Cooper dejó escapar un gruñido y ella escudriñó su rostro intentando interpretarlo.

– ¿No lo echas de menos? -insistió.

– Sí -accedió Cooper, atusándose el pelo-, desde luego. Y… -Se quedó callado y volvió a pasarse la mano por el pelo-. Oye, quería verte porque mañana no voy a estar por aquí. Es probable que pase todo el día fuera, así que quería hablar contigo sobre…

– Yo tampoco creo que vaya a estar mañana -interrumpió Angel mientras se preguntaba por el rumbo que la conversación iba a tomar. Fuese o no una fanática del Doc's Dogs, no quería que él supiera nada más de su pasado, que, por lo general, era íntimo y personal-. Me voy a pasar el día al sur, a San Luis Obispo.

– Angel…

– Tengo algunas cosas que hacer por allí y, en fin…

– Angel…

– De hecho… -balbuceó al tiempo que se levantaba y se sacudía los pantalones con un recato fuera de lugar-, de hecho, creo que me voy a ir a mi cabaña, a ordenar mis cosas y a hacer las maletas…

– Quería agradecerte las sinceras palabras que le has dedicado a Katie esta mañana. Ella es muy importante para mí y… todavía le queda mucho que soportar. Espero que se acuerde de lo que le dijiste.

Con una sensación opresiva en el estómago, Angel le dio la espalda y se encaminó a la orilla, donde la arena mojada le humedeció los pies desnudos.

– Vale, me alegra ser de alguna utilidad…

– Y también siento lo que te ocurrió.

Vaya, entramos en terreno íntimo. Angel hizo un gesto que denotaba indiferencia cuando estaba muy cerca de donde las olas lamían la arena.

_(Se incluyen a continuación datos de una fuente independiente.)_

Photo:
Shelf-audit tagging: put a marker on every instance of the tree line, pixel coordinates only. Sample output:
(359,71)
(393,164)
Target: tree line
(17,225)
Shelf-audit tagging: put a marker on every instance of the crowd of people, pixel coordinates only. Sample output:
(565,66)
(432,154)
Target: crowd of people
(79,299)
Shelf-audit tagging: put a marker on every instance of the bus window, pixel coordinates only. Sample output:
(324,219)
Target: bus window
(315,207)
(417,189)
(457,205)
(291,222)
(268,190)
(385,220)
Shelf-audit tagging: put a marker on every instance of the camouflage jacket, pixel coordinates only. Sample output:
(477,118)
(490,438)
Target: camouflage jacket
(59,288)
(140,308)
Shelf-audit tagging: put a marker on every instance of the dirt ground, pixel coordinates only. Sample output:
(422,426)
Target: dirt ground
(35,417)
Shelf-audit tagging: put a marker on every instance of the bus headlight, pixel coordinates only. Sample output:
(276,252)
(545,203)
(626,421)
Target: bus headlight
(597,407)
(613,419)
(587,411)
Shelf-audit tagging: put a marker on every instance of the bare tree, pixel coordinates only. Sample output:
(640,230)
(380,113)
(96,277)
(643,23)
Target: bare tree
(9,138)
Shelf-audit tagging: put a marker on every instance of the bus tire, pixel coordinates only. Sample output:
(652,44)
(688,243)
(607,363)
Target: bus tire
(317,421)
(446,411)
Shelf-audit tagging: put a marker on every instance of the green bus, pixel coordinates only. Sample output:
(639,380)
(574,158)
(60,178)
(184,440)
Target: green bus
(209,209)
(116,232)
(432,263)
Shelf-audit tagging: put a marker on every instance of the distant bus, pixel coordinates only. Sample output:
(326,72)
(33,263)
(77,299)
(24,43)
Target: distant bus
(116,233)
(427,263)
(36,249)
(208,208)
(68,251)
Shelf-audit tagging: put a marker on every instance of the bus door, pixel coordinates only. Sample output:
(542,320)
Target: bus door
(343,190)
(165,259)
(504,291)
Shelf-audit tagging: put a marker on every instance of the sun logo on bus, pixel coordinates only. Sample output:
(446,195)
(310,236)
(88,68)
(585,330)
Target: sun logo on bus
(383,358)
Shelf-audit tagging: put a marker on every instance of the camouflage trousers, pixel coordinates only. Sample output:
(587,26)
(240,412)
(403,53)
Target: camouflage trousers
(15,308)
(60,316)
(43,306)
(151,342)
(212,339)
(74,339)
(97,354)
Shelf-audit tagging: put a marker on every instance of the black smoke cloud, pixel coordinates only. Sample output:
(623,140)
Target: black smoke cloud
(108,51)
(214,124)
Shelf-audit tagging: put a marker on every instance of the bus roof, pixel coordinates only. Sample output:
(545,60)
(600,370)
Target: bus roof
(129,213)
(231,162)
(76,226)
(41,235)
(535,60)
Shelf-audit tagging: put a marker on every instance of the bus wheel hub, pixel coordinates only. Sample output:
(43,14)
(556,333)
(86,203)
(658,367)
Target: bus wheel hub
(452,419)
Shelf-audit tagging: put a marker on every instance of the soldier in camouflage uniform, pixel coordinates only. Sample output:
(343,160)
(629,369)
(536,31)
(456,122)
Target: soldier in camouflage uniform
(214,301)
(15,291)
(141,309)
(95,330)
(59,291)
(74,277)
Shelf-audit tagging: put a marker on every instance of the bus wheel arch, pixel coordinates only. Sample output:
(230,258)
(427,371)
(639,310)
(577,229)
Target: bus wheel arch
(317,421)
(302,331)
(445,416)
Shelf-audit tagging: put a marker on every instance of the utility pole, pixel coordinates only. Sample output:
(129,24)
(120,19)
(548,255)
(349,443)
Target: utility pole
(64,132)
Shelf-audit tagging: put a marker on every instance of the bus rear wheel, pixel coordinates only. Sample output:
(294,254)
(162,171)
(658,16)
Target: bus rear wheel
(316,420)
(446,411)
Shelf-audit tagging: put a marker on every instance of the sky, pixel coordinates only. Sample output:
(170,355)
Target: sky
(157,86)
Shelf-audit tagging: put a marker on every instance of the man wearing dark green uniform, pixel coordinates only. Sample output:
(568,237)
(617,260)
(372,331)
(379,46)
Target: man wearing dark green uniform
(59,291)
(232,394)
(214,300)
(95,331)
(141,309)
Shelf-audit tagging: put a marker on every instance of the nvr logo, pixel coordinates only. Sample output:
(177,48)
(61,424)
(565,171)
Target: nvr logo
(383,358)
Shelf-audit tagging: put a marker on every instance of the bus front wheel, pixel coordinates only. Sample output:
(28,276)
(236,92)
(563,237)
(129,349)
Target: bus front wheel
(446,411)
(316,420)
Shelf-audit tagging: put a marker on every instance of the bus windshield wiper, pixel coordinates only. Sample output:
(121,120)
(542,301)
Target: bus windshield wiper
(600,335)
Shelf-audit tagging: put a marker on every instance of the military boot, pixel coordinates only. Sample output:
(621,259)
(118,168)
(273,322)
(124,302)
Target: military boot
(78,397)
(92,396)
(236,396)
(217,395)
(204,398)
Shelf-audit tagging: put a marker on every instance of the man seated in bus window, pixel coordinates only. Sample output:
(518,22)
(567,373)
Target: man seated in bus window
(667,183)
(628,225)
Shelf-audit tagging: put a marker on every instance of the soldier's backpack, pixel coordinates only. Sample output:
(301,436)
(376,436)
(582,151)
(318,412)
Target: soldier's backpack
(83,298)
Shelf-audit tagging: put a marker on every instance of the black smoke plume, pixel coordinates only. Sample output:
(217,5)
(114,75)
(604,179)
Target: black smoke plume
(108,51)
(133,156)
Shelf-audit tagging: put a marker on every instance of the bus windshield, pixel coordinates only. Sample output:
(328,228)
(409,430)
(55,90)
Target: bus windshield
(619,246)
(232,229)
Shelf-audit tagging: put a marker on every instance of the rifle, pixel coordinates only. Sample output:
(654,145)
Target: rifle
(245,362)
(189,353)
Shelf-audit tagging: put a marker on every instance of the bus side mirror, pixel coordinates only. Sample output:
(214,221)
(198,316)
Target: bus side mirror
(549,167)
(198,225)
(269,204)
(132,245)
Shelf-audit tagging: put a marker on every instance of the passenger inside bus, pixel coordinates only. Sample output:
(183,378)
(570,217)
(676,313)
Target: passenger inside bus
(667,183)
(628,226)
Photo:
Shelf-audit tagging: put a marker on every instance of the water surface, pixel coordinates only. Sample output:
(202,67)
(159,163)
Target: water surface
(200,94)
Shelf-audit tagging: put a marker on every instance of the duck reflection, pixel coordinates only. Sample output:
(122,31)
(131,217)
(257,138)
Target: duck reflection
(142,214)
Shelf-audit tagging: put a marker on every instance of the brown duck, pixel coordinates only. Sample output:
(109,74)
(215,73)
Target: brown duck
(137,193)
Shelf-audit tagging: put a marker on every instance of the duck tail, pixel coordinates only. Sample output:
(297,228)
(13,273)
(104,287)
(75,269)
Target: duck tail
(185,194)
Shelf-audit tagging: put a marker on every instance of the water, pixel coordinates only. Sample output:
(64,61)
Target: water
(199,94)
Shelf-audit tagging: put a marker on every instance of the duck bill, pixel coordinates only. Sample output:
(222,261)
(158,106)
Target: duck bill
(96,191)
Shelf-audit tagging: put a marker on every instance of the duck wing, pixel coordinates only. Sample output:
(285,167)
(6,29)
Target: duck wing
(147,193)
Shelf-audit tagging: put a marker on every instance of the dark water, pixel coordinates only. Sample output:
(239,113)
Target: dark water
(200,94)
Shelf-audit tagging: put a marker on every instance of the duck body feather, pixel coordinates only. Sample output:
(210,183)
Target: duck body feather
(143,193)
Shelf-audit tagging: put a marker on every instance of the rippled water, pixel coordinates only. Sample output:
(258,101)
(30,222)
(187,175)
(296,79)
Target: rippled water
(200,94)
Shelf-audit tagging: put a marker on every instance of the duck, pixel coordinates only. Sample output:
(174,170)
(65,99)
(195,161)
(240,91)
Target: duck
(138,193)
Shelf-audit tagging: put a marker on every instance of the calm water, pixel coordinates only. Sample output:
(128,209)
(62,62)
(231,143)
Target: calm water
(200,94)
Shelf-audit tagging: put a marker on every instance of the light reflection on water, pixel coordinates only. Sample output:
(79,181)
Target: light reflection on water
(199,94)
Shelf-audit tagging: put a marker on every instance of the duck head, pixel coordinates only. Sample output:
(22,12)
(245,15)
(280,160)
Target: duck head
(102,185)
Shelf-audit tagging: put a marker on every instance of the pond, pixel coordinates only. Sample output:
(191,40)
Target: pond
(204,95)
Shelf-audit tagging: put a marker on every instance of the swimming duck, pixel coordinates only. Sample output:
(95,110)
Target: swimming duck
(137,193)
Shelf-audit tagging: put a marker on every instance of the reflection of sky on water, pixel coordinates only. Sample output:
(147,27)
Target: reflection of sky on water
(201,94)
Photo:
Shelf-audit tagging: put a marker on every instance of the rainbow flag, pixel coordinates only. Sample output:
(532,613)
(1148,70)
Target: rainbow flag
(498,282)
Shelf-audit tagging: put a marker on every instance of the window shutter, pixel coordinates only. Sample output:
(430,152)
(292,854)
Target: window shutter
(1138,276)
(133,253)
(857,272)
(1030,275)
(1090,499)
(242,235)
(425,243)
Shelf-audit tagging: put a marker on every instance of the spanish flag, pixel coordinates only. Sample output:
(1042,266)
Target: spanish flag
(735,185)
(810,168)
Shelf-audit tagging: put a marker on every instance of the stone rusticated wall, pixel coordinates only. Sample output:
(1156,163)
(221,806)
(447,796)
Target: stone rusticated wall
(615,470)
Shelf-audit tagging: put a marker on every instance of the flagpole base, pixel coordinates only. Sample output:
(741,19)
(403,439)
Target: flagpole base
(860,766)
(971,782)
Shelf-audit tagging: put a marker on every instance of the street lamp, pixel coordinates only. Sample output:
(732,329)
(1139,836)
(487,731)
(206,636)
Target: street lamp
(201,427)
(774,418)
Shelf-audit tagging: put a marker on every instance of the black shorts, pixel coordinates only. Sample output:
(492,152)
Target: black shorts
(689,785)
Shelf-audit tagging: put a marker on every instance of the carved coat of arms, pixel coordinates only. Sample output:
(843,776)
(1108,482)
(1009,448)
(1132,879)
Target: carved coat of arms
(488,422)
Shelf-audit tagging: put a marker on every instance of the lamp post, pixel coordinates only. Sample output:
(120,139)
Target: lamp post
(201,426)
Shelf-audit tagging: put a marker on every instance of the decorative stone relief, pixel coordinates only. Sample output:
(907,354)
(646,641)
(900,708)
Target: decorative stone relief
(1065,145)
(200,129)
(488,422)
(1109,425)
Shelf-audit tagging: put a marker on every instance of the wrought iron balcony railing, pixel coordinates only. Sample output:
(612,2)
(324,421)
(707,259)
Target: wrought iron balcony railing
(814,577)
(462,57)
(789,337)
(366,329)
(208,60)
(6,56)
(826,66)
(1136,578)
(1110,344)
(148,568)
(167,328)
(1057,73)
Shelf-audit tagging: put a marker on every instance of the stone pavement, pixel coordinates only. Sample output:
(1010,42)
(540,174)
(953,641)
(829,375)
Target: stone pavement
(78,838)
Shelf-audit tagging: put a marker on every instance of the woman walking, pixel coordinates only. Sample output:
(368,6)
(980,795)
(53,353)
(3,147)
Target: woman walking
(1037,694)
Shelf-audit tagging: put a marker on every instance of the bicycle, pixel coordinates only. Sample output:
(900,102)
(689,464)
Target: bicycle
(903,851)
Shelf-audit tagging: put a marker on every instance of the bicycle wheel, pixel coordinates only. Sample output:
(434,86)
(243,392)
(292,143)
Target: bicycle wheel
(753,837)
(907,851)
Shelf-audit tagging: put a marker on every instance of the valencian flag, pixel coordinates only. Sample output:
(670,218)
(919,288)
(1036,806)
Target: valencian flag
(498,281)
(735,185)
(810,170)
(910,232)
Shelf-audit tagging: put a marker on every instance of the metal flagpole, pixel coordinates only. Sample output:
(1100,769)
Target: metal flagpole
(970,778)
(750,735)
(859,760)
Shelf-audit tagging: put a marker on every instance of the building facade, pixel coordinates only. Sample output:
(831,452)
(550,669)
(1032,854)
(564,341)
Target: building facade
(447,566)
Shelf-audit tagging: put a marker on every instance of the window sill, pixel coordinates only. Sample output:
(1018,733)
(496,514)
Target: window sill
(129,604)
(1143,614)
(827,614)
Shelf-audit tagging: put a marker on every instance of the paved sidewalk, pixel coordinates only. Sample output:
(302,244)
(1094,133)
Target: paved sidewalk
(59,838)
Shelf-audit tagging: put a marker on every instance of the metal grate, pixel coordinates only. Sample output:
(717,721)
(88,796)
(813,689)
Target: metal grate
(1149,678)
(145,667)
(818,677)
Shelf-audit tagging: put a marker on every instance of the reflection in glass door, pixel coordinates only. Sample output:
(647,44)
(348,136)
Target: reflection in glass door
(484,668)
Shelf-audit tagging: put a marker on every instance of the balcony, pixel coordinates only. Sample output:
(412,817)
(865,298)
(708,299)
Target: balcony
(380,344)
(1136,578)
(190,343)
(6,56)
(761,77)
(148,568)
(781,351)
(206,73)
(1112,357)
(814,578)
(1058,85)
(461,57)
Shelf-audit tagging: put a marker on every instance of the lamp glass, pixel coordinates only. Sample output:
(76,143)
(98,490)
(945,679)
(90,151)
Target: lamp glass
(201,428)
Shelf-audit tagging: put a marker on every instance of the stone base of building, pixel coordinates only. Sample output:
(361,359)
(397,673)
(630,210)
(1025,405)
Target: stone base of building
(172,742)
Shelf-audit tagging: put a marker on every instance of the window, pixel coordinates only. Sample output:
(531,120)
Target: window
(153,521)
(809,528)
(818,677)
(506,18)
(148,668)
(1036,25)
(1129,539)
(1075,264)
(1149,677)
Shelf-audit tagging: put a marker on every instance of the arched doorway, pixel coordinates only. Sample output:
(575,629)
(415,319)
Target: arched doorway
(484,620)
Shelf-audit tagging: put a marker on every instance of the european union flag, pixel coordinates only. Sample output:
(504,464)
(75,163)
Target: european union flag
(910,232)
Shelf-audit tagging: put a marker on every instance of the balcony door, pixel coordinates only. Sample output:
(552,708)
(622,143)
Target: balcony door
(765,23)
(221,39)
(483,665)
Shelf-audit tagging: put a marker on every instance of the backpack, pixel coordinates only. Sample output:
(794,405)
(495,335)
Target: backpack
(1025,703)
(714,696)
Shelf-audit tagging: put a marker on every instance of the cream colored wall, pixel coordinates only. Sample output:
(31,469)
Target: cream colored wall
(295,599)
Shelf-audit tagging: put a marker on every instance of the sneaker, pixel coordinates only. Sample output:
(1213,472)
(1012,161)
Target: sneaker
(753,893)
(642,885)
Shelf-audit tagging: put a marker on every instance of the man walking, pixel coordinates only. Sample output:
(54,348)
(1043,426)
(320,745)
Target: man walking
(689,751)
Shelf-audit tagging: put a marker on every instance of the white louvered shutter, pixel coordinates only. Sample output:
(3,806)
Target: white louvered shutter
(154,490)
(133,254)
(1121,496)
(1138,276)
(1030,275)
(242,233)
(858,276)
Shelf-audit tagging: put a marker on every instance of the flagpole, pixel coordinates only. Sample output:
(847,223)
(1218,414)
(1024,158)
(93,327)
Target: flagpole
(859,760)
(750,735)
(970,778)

– No me ocurrió nada en absoluto.

– ¿Cómo que no? -Cooper se plantó a su lado y le posó las manos sobre los hombros; estaba tan cerca que pudo notar su aliento en la nuca-. ¿Cuánto tiempo, Angel? ¿Cuánto tiempo tuviste que esconderte?

Demasiado íntimo, demasiado.

Los pulgares del hombre le acariciaron los músculos, tensos y reacios, y luego le apoyó la barbilla sobre la cabeza mientras sus manos la masajeaban, la acariciaban, la persuadían, le hacían ablandarse.

– ¿Cuánto tiempo, cariño?

– Siete años. -Se había relajado tanto que ni siquiera se dio cuenta de lo que decía hasta que se oyó pronunciar las palabras con un débil susurro. Pero aquello no era suficiente, así que volvió a decirlo, con mayor claridad y decisión-. Siete años. Cinco en Estados Unidos y los últimos dos en Europa.

Las olas rompieron cuatro veces antes de que Cooper volviera a hablar.

– ¿Te hicieron daño? -preguntó al fin sin abandonar el masaje-. ¿Te hizo daño el marido de tu madre, Angel?